The collection has been originally compiled by Pierre-Carl Langlais, on the basis of a large corpus curated by Benoît de Courson, Benjamin Azoulay for Gallicagram and in cooperation with OpenLLMFrance. Gallicagram is leading cultural analytics project giving access to word and ngram search on very large cultural heritage datasets in French and other languages.
As of January 2024, the collection contains nearly three million unique newspaper and periodical editions (69,763,525,347 words) from the French National Library (Gallica). Each parquet file has the full text of a few thousand selected at random and, when available, a few core metadatas (Gallica id, title, author, word counts…).
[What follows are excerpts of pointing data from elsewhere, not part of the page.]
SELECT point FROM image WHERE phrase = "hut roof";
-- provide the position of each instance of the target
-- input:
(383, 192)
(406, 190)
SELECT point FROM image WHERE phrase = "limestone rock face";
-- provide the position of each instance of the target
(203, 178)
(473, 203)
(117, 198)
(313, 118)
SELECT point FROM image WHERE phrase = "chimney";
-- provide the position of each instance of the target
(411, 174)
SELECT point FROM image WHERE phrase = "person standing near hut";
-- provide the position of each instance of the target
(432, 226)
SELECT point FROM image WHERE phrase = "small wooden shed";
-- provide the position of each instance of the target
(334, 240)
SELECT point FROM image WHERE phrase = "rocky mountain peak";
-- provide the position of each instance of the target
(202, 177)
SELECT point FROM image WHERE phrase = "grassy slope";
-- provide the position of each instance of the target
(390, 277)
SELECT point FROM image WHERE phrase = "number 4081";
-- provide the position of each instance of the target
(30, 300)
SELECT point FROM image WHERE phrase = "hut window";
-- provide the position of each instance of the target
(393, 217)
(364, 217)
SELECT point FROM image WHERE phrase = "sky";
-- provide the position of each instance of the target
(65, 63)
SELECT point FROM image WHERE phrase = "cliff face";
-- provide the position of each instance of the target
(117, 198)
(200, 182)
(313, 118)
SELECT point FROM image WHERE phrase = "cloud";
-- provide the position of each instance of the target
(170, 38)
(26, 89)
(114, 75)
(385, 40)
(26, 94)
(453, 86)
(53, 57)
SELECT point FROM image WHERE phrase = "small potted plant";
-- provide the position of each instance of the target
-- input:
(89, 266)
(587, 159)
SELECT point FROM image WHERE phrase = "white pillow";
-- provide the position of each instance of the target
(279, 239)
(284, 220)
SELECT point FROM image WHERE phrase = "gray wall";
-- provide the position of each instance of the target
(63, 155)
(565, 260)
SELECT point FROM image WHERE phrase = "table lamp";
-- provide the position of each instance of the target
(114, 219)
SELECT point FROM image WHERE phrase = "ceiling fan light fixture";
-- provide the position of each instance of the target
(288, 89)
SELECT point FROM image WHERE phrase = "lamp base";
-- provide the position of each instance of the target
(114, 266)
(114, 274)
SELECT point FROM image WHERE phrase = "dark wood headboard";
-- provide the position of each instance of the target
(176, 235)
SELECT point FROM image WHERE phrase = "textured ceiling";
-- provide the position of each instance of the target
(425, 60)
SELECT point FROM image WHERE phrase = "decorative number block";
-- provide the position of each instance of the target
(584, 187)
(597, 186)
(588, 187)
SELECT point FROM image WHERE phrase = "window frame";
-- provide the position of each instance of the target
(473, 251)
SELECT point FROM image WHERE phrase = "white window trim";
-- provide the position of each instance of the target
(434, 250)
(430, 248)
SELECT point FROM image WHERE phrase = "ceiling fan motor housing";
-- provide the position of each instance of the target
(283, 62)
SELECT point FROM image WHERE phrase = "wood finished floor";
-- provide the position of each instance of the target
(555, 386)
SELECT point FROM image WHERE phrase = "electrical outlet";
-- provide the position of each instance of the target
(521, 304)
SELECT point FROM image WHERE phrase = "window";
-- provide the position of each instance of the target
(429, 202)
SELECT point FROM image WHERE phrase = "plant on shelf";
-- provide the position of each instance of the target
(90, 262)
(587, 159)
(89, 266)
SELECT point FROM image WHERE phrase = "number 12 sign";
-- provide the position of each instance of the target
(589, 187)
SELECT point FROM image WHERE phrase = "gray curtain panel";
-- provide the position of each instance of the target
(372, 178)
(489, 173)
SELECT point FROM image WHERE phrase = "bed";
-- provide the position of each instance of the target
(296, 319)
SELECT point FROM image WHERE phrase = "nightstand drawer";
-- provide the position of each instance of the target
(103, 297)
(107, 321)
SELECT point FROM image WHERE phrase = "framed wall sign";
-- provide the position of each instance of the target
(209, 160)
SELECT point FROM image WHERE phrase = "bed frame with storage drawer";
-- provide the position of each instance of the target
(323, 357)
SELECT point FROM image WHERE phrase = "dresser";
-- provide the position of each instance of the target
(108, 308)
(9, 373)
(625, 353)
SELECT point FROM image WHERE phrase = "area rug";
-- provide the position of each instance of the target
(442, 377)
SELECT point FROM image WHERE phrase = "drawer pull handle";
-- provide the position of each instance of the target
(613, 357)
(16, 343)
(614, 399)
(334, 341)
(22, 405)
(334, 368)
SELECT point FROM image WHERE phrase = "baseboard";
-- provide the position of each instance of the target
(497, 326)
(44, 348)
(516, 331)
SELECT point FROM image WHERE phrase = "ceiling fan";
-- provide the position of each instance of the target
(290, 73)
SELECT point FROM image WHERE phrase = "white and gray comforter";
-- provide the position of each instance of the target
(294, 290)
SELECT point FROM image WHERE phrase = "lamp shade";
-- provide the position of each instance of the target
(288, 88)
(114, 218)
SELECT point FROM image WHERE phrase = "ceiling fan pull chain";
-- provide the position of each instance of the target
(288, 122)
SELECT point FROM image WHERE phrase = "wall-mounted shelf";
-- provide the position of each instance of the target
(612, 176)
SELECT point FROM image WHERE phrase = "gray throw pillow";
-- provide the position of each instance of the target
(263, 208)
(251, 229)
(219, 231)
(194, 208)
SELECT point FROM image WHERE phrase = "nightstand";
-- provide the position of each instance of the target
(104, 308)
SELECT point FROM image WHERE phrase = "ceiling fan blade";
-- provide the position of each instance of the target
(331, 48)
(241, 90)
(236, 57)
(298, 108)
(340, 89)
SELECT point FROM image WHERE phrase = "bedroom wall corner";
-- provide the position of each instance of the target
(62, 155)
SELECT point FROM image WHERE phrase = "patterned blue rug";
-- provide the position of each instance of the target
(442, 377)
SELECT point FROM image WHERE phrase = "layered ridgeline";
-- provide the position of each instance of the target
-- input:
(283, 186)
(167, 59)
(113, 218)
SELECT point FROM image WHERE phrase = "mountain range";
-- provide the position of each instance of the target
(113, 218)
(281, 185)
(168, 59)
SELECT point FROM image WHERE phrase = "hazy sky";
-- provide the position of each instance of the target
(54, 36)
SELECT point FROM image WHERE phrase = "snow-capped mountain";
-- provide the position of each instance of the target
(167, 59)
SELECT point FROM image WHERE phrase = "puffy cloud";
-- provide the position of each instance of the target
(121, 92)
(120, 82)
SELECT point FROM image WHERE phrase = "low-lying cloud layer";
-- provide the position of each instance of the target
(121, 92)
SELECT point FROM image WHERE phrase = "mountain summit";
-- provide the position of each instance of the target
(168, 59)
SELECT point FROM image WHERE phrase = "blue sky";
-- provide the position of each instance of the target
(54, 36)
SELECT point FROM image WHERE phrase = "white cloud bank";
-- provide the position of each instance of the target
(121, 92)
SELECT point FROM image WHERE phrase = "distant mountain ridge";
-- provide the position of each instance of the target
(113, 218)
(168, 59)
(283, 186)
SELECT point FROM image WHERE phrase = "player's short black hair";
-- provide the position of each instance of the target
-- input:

The metadata can be easily expanded thanks to the BNF API.
This initial agregation was made possible thanks to the open data program of the French National Library and the consolidation of public domain status for cultural heritage works in the EU with the 2019 Copyright Directive (art. 14).
The composition of the dataset adheres to the French criteria for public domain of collective works (any publication older than 70 years ago) and individual works (any publication with an author dead for more than 70 years). In agreement with the shorter term rules, the dataset is in the public domain everywhere.